D'écoles différentes, MM. Hanotaux et Delcassé avaient semblablement essayé de faire de la diplomatie classique en se passant des moyens naturels qu'elle met en œuvre. L'échec était inévitable. Si l'échec prouve infiniment contre l'homme qui emploie une méthode à contre-sens et à contre-temps, prouve-t-il contre la méthode elle-même ?

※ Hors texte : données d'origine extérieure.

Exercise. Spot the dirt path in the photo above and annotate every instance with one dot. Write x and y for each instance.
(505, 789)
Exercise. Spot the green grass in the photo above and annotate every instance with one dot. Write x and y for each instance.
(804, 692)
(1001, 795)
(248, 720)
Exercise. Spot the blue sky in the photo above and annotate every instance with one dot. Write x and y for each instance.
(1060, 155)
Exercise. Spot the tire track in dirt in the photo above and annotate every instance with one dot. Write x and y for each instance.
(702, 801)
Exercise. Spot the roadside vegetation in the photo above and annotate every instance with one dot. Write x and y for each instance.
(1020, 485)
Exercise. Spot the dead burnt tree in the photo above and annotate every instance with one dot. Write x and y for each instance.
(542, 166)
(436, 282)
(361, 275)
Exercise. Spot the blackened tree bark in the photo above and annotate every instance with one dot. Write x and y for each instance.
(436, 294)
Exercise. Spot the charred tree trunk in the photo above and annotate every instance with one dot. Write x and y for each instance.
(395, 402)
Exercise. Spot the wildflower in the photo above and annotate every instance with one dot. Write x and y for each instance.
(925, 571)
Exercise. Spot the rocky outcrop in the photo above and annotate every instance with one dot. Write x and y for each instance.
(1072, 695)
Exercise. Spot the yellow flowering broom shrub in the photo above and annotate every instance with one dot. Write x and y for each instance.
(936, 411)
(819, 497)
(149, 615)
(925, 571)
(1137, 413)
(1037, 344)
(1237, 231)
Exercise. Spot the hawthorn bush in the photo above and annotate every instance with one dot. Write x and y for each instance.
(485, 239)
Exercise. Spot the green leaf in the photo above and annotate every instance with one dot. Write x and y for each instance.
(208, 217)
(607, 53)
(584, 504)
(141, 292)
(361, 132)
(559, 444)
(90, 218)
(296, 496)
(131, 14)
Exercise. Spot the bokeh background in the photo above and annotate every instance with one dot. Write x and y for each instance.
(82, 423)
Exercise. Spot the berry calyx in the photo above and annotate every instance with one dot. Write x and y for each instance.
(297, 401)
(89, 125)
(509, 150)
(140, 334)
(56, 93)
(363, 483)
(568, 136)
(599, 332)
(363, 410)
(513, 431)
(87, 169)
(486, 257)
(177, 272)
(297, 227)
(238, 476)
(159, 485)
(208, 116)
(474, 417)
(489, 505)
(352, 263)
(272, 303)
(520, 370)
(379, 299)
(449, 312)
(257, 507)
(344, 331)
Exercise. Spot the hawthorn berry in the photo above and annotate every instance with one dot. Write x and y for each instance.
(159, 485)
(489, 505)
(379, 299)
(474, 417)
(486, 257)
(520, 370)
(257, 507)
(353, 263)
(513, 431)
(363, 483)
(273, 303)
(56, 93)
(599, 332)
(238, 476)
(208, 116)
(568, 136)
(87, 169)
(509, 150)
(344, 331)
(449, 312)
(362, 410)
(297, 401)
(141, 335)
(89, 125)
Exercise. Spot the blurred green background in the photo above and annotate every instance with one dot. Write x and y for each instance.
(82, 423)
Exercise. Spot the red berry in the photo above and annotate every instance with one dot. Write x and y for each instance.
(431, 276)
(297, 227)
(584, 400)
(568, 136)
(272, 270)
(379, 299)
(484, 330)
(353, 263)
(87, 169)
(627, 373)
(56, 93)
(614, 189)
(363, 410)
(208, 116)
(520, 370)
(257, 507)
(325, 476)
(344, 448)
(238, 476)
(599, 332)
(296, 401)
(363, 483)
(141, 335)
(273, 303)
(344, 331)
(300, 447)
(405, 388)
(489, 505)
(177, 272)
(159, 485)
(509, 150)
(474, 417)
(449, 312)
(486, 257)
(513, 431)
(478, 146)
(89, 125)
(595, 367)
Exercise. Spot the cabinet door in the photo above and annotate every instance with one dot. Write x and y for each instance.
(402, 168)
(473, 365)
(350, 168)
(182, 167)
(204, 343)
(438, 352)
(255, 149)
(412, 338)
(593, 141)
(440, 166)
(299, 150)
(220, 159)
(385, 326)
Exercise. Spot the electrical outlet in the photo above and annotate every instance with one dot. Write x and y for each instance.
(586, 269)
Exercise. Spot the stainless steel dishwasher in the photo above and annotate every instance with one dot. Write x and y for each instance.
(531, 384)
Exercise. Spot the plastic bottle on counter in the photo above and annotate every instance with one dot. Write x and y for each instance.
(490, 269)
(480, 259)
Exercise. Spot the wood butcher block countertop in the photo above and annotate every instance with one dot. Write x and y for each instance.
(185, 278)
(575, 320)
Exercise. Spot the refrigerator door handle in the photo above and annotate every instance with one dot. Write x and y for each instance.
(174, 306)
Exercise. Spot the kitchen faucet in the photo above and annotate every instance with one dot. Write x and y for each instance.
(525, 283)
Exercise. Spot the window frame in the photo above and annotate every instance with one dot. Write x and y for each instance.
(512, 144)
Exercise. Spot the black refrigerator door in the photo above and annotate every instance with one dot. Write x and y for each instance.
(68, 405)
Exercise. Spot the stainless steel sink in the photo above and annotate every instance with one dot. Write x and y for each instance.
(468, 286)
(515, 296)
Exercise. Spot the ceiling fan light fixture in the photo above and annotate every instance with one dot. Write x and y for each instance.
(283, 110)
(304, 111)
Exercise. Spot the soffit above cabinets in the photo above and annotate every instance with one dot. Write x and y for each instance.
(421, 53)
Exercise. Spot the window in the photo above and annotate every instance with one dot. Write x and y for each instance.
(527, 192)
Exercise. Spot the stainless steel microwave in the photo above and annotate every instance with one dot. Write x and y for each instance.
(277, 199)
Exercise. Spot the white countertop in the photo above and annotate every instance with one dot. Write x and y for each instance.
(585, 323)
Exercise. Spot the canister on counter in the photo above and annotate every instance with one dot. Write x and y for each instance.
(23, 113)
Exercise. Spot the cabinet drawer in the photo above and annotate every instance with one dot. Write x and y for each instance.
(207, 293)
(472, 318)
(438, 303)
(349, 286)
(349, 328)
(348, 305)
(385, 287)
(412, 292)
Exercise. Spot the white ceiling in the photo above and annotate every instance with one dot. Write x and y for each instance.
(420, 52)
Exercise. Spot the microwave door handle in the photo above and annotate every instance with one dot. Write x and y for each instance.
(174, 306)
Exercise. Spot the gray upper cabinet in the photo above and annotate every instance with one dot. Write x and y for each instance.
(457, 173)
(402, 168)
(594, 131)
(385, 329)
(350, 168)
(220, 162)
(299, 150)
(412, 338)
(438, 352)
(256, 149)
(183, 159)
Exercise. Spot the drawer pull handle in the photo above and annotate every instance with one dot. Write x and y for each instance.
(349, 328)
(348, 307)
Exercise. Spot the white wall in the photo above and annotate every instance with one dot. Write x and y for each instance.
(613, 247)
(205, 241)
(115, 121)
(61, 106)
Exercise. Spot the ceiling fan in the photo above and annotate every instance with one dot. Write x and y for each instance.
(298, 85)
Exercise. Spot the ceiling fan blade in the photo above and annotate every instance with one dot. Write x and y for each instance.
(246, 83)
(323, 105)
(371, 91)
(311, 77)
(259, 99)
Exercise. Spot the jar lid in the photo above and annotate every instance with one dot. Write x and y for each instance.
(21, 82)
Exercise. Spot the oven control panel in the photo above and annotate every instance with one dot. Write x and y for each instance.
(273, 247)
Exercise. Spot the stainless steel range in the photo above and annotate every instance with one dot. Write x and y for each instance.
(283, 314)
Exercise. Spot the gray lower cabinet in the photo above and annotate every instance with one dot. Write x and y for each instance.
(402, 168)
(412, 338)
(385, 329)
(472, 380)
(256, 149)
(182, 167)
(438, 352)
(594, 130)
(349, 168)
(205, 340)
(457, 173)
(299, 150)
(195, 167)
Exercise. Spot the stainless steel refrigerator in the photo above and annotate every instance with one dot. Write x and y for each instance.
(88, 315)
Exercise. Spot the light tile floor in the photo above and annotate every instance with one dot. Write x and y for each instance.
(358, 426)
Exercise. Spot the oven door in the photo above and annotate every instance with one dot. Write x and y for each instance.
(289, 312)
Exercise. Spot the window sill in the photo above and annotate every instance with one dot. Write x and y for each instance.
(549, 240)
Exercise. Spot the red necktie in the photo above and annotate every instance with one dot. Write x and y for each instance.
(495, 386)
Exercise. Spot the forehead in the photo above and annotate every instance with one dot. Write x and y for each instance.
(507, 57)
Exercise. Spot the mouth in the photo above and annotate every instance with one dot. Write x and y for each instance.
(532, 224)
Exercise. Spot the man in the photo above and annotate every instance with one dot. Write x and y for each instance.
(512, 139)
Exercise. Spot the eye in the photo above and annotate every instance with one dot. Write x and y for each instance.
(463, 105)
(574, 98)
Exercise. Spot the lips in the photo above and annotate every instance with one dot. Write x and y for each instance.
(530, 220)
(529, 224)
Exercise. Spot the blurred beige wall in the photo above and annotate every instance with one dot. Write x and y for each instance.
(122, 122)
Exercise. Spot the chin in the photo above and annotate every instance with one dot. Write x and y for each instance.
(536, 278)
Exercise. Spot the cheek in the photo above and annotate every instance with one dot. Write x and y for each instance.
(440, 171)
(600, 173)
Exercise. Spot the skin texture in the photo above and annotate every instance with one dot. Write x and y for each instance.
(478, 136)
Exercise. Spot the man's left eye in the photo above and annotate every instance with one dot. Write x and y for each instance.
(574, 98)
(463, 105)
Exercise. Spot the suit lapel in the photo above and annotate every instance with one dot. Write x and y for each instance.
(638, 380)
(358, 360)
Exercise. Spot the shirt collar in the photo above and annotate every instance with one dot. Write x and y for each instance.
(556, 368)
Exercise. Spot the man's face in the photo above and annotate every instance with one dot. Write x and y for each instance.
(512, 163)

M. Deschanel et ses libéraux ont osé le dire. M. de Pressensé et ses anarchistes ont crié dans le même sens. Avant de se prononcer sur la valeur de ces opinions si vives, il faudrait être certain qu'elles ne signifient pas, tout uniment, qu'anarchistes et libéraux voudraient bien renverser le ministre existant afin de devenir ministres à leur tour. Ils n'en paraissent pas moins dévorés de la curiosité des mystères et parfaitement résolus à les publier devant tous. L'expérience de l'automne 1905 ne les a pas découragés. Ils ne se sont même pas rendu compte du tort presque matériel que ce gouvernement de la place publique avait fait au pays dans l'été précédent. M. Stéphane Lauzanne n'a pas fait réfléchir un seul député libéral par cet énergique tableau de la pression allemande contre M. Delcassé ; telle que M. Delcassé venait de la lui raconter :

Puisque l'Allemagne s'est tant indignée du débarquement éventuel de soldats anglais en son territoire, il semble que la France, elle, a quelque peu le droit de s'émouvoir du débarquement effectif d'émissaires allemands sur son sol. Cette invasion-là, personne ne l'a démentie, personne n'en a parlé. Elle a pourtant eu lieu, silencieuse et sûre. Rappelez-vous un peu, rappelez-vous l'atmosphère dans laquelle nous avons vécu et ces personnages bizarres qui en ces heures troubles, émergèrent brusquement à la surface. Qui nous racontera le rôle de Henckel de Donnersmarck, depuis lors rentré dans l'ombre et le silence de ses campagnes poméraniennes ? Et qui nous dira ce qui se passa dans ce déjeuner où, pendant six heures, il resta en tête-à-tête avec deux ministres ? Qui nous dévoilera le nom de cet envoyé de M. de Bülow, dont, il y a deux jours, nous parlait M. Maurice Sarraut, et qui vint déclarer au chef du gouvernement français que la chancellerie allemande ne causerait pas avec M. Delcassé, parce qu'il n'avait plus sa confiance ? Qui nous expliquera ce que M. le Dr Hamman, directeur du bureau de la presse à la Wilhelmstrasse, chef de cabinet de M. de Bülow, est venu faire à Paris au moment où les négociations étaient les plus critiques et les plus tendues ?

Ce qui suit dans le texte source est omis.